Decarbonizing the entire value chain — with a particular focus on Scope 3 emissions — is central to the evolution of EOVCs. Scope 3 emissions represent a significant share of a company’s overall carbon footprint, extending beyond direct operational activities (Scope 1) and indirect energy consumption (Scope 2). Scope 3 emissions encompass indirect emissions generated across the value chain, including the production of materials like steel, plastics, aluminum, batteries, and glass.
Understanding the dynamics of affordable (and available) clean and renewable energy is crucial to developing an emissions-free supply chain. Europe, however, faces significant challenges in deploying the low-carbon energy resources crucial to decarbonizing supply chains in general.
Many challenges related to value chain decarbonization are addressed at the C-suite level.
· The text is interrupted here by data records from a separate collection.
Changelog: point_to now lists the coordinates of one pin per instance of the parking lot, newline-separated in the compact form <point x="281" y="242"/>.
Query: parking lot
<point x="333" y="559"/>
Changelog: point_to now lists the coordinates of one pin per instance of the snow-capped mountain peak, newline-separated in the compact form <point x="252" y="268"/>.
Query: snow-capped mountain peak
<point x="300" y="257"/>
However, the roles that must implement these strategies include material engineers, procurement department leaders, quality managers, and supplier management leaders.
As material and production technology evolves, new components are developed, and new regulations emerge, those in supplier network management-related positions must have detailed knowledge about the impact of component materials on carbon footprints. We are not talking about emissions related solely to logistics, but about the carbon footprint of the production process itself.
Products like steel, aluminum, electric batteries, and plastics are often referred to as “hotspots” — that is, making them produces major emissions of CO2 and other greenhouse gases and is a leading contributor to the auto industry’s emissions footprint.
According to a McKinsey & Company study, typical upstream EV emissions include the battery (40%–60%), steel (15%–20%), aluminum (10%–20%), and plastics (around 10%). Upstream internal combustion engine (ICE) vehicle emissions include steel (25%–35%), aluminum (20%–30%), and plastics (15%–20%).
Let’s briefly examine the carbon-emitting hotspots in EOVC supply chains.
Batteries
The rise of EVs has highlighted the environmental impact of battery production. Manufacturing lithium-ion batteries involves resource-intensive processes that contribute to Scope 3 emissions. EV batteries contain nickel, manganese, cobalt, lithium, and graphite, which emit substantial amounts of GHGs during their mining and refining processes.
Some processes in the production of anode and cathode active materials require high, energy-intensive temperatures. Other factors that determine the amount of embedded production carbon include battery chemistry, the production technology, the raw material suppliers, and transportation routes.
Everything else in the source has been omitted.